Write notes and keep a journal. I was writing in my journal one day when another tour group passed by. A woman exclaimed, "I want to keep a journal too, but I never have time. To write I'd have to miss something." I know the feeling. Most tours are really packed with activities. One tip to all would-be journal writers: Give up the idea of keeping your trip diary chronological. If you try to keep it orderly, you'll soon fall behind and end up with a few days recorded in detail and the rest lost in frustration. Practice travel presence by letting your journal just happen.

My Israel journal is in two 5" x 7" notebooks, one of which I always carried in the back pocket of my purse.
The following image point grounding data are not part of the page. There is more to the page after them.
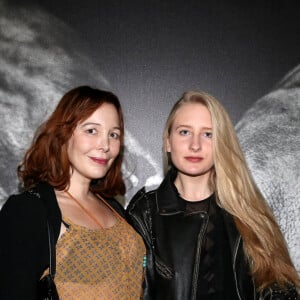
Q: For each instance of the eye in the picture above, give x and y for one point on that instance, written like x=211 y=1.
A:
x=208 y=134
x=184 y=132
x=115 y=135
x=92 y=131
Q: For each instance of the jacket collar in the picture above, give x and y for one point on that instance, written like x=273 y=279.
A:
x=167 y=197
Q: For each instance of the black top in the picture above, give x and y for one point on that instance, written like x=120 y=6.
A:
x=24 y=252
x=216 y=279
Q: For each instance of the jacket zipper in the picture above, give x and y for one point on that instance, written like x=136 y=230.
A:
x=197 y=259
x=234 y=270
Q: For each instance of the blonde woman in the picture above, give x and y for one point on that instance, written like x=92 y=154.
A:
x=209 y=232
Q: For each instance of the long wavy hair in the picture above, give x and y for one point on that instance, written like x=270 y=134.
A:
x=237 y=193
x=47 y=159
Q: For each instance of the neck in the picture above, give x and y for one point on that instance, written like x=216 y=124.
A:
x=193 y=188
x=80 y=190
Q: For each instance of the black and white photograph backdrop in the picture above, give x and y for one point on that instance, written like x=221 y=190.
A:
x=245 y=53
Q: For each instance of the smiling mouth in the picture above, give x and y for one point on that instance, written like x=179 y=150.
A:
x=100 y=161
x=193 y=159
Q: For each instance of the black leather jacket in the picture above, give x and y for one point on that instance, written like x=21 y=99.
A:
x=155 y=215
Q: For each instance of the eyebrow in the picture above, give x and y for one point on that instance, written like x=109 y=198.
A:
x=97 y=124
x=188 y=126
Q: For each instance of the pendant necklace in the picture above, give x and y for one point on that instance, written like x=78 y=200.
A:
x=84 y=209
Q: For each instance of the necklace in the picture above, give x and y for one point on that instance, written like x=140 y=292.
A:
x=84 y=209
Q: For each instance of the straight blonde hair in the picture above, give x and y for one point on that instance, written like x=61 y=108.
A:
x=236 y=192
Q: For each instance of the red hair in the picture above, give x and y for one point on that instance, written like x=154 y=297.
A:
x=47 y=159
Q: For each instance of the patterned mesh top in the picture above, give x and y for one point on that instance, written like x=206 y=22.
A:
x=99 y=264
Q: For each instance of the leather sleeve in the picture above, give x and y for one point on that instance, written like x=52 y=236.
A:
x=23 y=246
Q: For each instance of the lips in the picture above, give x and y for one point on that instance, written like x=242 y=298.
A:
x=193 y=159
x=100 y=161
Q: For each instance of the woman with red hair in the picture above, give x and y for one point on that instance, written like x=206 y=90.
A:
x=71 y=174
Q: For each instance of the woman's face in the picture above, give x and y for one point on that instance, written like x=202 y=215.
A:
x=190 y=140
x=95 y=143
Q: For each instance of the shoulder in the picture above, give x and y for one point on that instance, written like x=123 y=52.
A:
x=26 y=203
x=31 y=208
x=116 y=205
x=289 y=291
x=142 y=201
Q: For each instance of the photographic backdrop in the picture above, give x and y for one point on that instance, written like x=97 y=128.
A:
x=149 y=53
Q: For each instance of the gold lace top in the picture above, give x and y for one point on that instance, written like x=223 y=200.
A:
x=99 y=264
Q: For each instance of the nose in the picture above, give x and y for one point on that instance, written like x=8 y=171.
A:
x=195 y=144
x=103 y=144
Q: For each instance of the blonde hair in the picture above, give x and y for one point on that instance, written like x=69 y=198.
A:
x=237 y=193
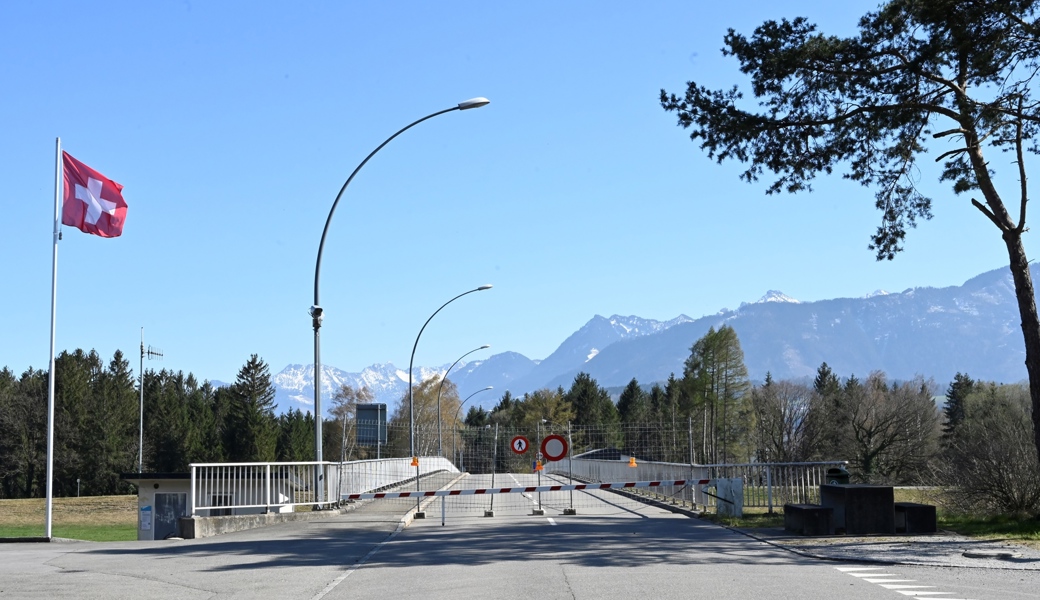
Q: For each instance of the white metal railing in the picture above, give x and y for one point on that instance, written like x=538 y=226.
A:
x=240 y=488
x=765 y=485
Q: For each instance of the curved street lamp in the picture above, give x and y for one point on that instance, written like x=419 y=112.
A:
x=411 y=361
x=456 y=425
x=440 y=439
x=317 y=313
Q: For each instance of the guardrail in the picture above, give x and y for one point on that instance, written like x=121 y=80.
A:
x=765 y=485
x=242 y=488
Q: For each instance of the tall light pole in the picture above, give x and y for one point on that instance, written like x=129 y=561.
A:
x=440 y=439
x=411 y=361
x=459 y=410
x=316 y=310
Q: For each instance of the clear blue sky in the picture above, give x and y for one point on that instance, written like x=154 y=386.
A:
x=232 y=126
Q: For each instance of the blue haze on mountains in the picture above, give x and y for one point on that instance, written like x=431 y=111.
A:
x=932 y=332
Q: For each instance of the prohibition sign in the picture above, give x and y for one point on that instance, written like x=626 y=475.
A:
x=554 y=447
x=519 y=444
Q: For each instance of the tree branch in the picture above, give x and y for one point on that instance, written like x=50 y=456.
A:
x=988 y=214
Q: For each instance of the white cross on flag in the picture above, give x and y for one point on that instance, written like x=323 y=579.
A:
x=93 y=203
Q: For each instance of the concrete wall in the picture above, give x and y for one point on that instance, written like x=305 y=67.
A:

It has my notes from the lectures at the conference I was attending, the times for breakfast, when the bus would leave, addresses of people I met, and notes taken during the guide's talks. In the back I kept a running list of impressions I wanted to write about when I had more time. Some of those entries I did while sitting in the bus and even while waiting in the bathroom line. Others I wrote back in the hotel. I also bought postcards in the hotel of places I knew were on the agenda, then jotted notes to myself on the back of them. (And yes, I did take one day off from touring, missing something but doing the reflecting that was important to me.)

I discovered making brief notes as I went along helped keep me in the moment. This practice periodically cleared my mind of things I was struggling not to forget. That way I could be more open to new experiences.

Participate in present-day life. When you are traveling to a place with a rich past, sometimes that is all you focus on. But presence means being here now. Once in New York City where I live, I was surprised to find one of my favorite grocery stores filled with tourists from a large bus parked outside. "How silly," I thought to myself. "They are seeing a market on their tour." But then I realized that one of my favorite things to do in a foreign country is to visit a market. My senses come alive as I see the stalls of sweets, touch the unusual fruits and vegetables, smell the bins of spices. So on your next tour, try local foods. Put the strange green spice on the sesame seed bread bought from a cart in the Old City. Try eating olives and herring and eggplant jam for breakfast. All this is the spiritual practice of wonder, and if travel is anything, it is wonder-full.